Since the salt is the same across all blocks on a given dm-verity
device, a much more efficient sequence would be to do an import of the
pre-salted state, then a finup.
- It uses the ahash (asynchronous hash) API, despite the fact that
CPU-based hashing is almost always used in practice, and therefore it
experiences the overhead of the ahash-based wrapper for shash.
Because dm-verity was intentionally converted to ahash to support
off-CPU crypto accelerators, a full reversion to shash might not be
acceptable.
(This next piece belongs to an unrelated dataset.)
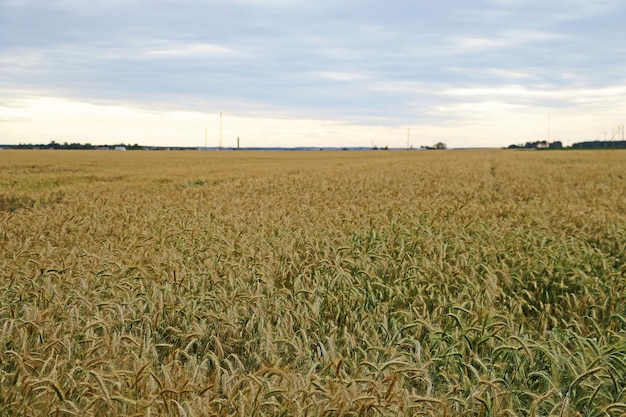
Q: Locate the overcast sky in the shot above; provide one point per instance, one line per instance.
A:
(320, 73)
Yet, we should still provide a fast path for shash with
the most common dm-verity settings.
Another reason for shash over ahash is that the upcoming multibuffer
hashing support, which is specific to CPU-based hashing, is much
better suited for shash than for ahash. Supporting it via ahash would
add significant complexity and overhead. And it's not possible for
the "same" code to properly support both multibuffer hashing and HW
accelerators at the same time anyway, given the different computation
models. Unfortunately there will always be code specific to each
model needed (for users who want to support both).
Therefore, this patch adds a new shash import+finup based fast path to
dm-verity. It is used automatically when appropriate. This makes
dm-verity optimized for what the vast majority of users want: CPU-based
hashing with the most common settings, while still retaining support for
rarer settings and off-CPU crypto accelerators.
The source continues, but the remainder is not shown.